Associação Brasileira de Ateus e Agnósticos
- Abbreviation: ATEA
- Formation: August 2008
- Type: Nonprofit organization
- Headquarters: São Paulo, Brazil
- Official language: Portuguese
- Key people: Daniel Sottomaior, Alfredo Spínola and Mauricio Palazzuoli
- Website: www.atea.org.br

= Brazilian Association of Atheists and Agnostics =

Organization

The Brazilian Association of Atheists and Agnostics (Associação Brasileira de Ateus e Agnósticos), or ATEA, is a Brazilian atheist activist nonprofit organization founded in August 2008. The organization advocates the separation of church and state and promotes atheism and agnosticism. Although Brazil is legally defined by its Constitution as a secular state, the organization has voiced its concern that this is not observed in practice.

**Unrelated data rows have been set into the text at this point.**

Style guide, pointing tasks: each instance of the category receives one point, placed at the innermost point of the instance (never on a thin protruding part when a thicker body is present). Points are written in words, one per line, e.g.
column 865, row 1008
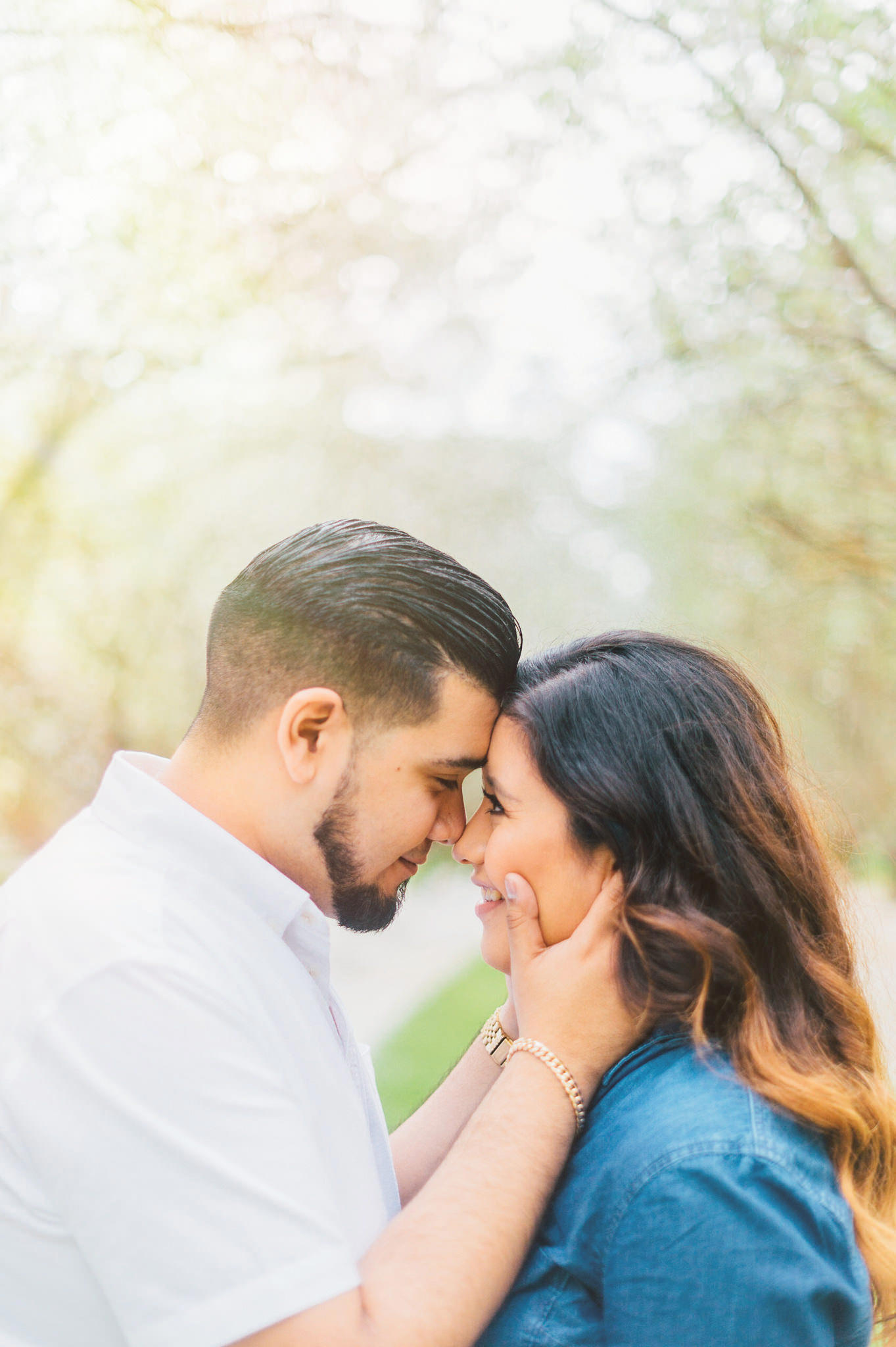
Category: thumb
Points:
column 524, row 931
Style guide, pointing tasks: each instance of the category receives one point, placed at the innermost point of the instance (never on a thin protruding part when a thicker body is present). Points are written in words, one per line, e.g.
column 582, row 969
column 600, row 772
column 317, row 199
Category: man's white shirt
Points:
column 191, row 1144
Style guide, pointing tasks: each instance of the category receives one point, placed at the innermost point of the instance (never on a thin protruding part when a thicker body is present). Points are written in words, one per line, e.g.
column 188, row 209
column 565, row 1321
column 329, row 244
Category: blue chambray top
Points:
column 690, row 1214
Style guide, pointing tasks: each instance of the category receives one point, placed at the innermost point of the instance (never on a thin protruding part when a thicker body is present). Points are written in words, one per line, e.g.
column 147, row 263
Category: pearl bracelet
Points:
column 545, row 1055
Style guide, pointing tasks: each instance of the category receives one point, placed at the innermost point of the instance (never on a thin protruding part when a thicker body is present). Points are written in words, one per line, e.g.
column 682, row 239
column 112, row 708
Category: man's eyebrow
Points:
column 458, row 764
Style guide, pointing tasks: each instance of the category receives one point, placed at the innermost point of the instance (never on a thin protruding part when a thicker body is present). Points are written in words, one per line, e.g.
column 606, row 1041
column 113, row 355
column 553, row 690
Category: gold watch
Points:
column 496, row 1041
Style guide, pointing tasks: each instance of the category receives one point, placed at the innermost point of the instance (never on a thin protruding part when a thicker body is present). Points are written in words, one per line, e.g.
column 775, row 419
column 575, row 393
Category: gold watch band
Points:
column 496, row 1041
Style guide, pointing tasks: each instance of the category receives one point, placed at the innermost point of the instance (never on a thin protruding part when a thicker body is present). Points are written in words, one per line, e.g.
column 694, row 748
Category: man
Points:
column 191, row 1148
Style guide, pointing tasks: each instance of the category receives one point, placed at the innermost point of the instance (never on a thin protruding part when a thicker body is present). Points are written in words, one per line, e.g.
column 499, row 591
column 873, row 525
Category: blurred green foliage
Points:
column 423, row 1051
column 600, row 301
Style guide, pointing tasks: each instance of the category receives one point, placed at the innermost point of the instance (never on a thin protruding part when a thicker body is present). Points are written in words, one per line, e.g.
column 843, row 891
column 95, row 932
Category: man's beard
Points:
column 358, row 907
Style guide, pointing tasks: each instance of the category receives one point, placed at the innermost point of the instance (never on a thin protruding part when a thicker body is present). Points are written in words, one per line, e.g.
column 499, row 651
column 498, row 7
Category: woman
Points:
column 735, row 1185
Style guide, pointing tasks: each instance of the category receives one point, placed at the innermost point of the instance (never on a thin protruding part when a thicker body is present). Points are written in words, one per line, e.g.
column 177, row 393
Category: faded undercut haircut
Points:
column 364, row 609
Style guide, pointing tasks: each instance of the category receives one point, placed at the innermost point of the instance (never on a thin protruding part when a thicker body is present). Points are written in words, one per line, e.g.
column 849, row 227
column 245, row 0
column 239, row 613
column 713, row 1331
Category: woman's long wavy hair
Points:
column 732, row 920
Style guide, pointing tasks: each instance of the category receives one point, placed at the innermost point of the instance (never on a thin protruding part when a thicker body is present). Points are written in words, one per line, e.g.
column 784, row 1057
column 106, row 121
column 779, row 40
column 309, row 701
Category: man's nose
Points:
column 451, row 820
column 470, row 846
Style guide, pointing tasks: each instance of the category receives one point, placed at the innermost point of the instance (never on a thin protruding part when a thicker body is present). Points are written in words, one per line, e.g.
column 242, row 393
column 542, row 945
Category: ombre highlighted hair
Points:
column 732, row 920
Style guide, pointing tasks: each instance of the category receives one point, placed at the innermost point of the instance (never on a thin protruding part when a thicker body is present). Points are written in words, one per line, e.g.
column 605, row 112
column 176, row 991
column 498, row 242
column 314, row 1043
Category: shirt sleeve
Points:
column 187, row 1172
column 727, row 1249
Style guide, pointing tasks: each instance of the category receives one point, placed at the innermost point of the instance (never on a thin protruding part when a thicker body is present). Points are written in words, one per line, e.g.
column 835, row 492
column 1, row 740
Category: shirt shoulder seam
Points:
column 704, row 1149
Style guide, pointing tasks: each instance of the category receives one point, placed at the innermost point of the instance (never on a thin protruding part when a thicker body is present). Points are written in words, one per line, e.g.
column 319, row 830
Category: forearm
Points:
column 420, row 1144
column 443, row 1267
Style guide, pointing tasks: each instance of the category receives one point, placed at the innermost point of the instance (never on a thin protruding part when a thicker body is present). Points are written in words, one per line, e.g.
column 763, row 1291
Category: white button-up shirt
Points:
column 191, row 1144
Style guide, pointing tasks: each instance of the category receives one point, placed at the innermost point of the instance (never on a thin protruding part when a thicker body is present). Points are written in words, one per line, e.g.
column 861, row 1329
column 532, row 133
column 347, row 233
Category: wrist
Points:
column 507, row 1016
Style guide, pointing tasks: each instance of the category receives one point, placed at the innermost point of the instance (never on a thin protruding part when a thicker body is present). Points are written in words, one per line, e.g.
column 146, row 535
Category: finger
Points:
column 600, row 919
column 524, row 931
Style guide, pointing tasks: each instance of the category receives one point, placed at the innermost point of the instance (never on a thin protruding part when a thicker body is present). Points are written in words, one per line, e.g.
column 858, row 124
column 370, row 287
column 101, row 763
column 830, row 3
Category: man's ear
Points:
column 314, row 732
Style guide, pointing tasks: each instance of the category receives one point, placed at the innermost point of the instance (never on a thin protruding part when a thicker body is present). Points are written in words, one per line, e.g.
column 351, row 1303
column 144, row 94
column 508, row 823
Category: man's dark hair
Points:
column 361, row 608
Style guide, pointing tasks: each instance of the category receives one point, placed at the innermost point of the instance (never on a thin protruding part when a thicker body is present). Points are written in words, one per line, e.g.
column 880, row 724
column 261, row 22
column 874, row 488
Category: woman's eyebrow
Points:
column 497, row 787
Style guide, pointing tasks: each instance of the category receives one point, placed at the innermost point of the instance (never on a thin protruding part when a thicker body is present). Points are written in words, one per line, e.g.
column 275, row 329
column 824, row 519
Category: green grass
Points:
column 423, row 1051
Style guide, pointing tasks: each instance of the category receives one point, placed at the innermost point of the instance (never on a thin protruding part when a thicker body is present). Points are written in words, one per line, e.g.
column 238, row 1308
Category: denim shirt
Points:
column 690, row 1214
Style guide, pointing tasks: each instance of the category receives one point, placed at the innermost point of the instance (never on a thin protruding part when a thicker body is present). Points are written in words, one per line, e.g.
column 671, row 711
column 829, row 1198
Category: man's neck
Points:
column 216, row 787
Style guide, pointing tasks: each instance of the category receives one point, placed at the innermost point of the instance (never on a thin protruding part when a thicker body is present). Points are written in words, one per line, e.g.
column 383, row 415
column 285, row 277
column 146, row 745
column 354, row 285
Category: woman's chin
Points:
column 496, row 952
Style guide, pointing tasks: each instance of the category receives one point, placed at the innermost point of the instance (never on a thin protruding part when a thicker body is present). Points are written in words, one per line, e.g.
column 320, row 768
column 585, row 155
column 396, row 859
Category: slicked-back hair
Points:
column 364, row 609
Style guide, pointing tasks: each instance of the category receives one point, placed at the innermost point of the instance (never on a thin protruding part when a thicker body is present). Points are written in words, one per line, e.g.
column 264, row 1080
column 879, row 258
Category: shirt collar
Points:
column 135, row 803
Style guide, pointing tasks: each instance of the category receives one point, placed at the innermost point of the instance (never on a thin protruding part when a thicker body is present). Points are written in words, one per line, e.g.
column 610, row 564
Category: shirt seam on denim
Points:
column 703, row 1148
column 537, row 1334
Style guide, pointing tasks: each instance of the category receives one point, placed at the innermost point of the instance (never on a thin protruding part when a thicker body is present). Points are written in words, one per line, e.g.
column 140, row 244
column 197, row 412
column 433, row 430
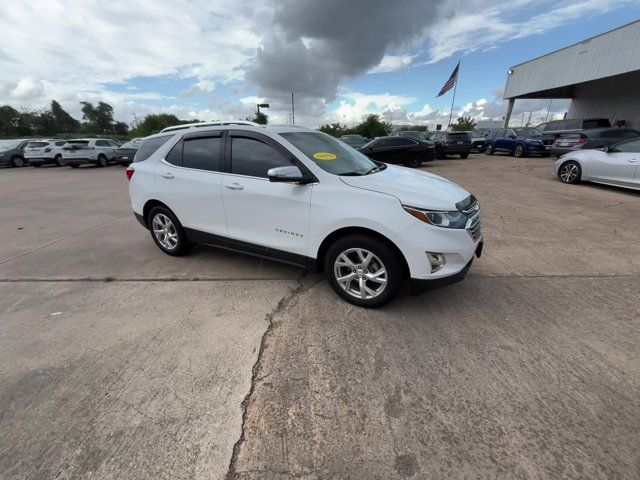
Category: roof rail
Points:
column 215, row 123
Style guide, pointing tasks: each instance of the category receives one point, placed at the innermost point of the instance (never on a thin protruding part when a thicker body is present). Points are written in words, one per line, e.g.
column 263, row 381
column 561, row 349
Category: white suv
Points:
column 305, row 198
column 93, row 151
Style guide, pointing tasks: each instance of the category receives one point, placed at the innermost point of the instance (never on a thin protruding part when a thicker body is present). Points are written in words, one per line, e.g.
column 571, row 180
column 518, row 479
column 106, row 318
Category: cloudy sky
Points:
column 215, row 59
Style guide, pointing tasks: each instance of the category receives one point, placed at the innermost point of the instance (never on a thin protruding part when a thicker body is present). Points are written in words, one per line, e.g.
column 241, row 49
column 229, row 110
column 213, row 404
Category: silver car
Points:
column 617, row 165
column 93, row 151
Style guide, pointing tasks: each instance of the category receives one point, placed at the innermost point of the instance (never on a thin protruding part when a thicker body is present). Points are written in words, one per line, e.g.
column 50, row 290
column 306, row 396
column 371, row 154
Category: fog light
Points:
column 436, row 260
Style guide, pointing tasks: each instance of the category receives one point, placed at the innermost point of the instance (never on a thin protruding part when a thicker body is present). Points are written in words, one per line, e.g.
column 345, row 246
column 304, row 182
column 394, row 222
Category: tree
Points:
column 259, row 117
column 464, row 124
column 334, row 129
column 372, row 127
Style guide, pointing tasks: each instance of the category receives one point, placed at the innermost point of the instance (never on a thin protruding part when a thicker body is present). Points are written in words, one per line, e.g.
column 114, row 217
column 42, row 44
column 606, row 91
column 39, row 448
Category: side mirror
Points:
column 290, row 174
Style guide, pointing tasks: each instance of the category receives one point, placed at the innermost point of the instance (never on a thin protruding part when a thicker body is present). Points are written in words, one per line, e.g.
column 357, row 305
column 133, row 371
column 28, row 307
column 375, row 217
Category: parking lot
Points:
column 117, row 361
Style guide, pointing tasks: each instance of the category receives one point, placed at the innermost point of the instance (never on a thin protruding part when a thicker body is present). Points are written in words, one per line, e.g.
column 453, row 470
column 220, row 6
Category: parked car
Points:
column 519, row 142
column 415, row 134
column 400, row 150
column 44, row 152
column 92, row 151
column 557, row 127
column 12, row 152
column 125, row 153
column 617, row 165
column 594, row 138
column 451, row 143
column 305, row 198
column 355, row 141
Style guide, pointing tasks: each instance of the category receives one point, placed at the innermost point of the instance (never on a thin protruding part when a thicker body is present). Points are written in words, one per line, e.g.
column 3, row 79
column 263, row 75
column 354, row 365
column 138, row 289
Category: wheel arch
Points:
column 343, row 232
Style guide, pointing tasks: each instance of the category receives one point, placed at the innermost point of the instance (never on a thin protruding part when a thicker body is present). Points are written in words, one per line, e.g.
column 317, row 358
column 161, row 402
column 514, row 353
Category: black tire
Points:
column 182, row 245
column 519, row 151
column 570, row 172
column 414, row 163
column 384, row 256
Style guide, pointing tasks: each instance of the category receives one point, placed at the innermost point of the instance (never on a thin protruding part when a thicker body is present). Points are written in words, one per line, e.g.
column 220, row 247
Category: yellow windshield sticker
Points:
column 324, row 156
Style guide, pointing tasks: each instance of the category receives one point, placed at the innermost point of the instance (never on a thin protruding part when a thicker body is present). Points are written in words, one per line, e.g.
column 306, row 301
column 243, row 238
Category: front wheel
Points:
column 363, row 270
column 167, row 232
column 570, row 172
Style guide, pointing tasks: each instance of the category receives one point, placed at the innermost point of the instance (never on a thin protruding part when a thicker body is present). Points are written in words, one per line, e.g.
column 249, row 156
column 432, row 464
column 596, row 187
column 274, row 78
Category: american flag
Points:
column 451, row 82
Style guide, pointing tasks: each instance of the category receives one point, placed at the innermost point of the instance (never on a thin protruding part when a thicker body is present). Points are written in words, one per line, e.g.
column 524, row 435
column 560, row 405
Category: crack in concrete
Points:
column 232, row 473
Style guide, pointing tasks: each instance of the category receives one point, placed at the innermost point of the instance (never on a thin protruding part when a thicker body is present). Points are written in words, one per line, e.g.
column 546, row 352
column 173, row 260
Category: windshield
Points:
column 331, row 154
column 528, row 132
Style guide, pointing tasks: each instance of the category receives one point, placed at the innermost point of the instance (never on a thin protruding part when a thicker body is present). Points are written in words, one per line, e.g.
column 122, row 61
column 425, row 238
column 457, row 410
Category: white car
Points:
column 305, row 198
column 43, row 152
column 617, row 165
column 93, row 151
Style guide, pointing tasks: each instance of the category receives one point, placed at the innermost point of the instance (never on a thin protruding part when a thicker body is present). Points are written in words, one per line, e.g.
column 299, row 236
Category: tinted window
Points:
column 253, row 158
column 174, row 157
column 202, row 153
column 149, row 146
column 631, row 147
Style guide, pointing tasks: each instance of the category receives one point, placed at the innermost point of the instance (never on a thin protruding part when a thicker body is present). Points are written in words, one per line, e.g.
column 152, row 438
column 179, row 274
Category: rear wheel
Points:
column 570, row 172
column 363, row 270
column 519, row 151
column 167, row 232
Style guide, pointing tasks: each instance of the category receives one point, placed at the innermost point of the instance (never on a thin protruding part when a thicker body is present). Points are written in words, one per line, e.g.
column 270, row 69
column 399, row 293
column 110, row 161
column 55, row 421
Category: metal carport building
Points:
column 601, row 76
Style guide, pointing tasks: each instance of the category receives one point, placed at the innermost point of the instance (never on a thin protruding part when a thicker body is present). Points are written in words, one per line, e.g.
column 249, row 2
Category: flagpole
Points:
column 455, row 87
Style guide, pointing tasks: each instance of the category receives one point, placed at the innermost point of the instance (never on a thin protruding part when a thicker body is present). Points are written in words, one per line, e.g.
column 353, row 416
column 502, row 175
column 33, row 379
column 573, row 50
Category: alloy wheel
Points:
column 360, row 273
column 165, row 231
column 569, row 172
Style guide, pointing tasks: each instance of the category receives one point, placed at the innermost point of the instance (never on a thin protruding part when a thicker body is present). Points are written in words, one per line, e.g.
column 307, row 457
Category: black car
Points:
column 125, row 153
column 519, row 142
column 355, row 141
column 12, row 152
column 399, row 150
column 592, row 138
column 451, row 143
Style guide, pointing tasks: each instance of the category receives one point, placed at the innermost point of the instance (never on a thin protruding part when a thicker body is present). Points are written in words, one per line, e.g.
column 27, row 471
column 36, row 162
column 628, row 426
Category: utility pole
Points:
column 293, row 111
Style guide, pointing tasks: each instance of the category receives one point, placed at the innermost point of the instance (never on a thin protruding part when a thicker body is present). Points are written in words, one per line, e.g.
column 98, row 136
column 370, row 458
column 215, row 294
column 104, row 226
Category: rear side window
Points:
column 253, row 158
column 149, row 146
column 201, row 153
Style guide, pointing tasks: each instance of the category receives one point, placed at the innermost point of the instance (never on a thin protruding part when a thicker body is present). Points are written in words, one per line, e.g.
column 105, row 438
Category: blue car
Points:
column 519, row 142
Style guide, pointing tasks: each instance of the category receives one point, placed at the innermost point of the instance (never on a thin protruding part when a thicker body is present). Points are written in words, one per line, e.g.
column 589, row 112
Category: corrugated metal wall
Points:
column 612, row 98
column 612, row 53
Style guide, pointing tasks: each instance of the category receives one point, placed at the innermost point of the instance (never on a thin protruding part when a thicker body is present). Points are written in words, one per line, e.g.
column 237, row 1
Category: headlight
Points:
column 447, row 219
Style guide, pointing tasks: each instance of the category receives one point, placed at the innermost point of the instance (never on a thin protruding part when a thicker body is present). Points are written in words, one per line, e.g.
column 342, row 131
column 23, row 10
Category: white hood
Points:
column 412, row 187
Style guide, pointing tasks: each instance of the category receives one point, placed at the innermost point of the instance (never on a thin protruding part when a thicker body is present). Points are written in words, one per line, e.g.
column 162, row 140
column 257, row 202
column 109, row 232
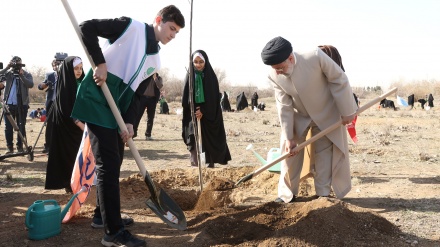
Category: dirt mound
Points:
column 223, row 217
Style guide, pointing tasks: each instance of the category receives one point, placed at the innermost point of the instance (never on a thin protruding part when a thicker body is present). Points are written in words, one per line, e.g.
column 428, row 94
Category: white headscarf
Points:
column 198, row 54
column 76, row 61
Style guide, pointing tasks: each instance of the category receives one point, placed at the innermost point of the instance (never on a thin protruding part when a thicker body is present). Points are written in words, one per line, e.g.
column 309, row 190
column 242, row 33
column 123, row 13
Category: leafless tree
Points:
column 38, row 75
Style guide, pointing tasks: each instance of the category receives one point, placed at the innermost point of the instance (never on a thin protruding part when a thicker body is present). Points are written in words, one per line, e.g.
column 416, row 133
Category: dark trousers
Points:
column 20, row 119
column 149, row 103
column 49, row 125
column 108, row 149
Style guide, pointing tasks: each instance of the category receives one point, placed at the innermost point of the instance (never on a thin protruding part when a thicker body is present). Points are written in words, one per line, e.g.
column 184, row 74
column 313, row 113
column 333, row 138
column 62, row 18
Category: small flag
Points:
column 351, row 128
column 402, row 102
column 83, row 175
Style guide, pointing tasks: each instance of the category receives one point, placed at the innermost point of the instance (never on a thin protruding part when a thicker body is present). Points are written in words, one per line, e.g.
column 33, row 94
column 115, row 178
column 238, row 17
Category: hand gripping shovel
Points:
column 312, row 139
column 159, row 202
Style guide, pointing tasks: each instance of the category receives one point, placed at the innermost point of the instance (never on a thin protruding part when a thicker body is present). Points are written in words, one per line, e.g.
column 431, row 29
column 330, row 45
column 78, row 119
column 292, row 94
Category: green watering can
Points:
column 43, row 217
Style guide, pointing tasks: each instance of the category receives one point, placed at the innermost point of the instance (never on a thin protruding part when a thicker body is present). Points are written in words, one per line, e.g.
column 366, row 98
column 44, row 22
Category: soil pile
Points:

Its slogans have been: "Religião não define caráter" ("Religion does not define character"), "A fé não dá respostas, só evita perguntas." ("Faith does not give answers. It only prevents questions"), "Se Deus existe, tudo é permitido" ("If God exists, everything is permitted") and "Somos todos ateus para os deuses dos outros" ("We are all atheists to others' gods").

As of May 2015, it has more than 15,000 associated members.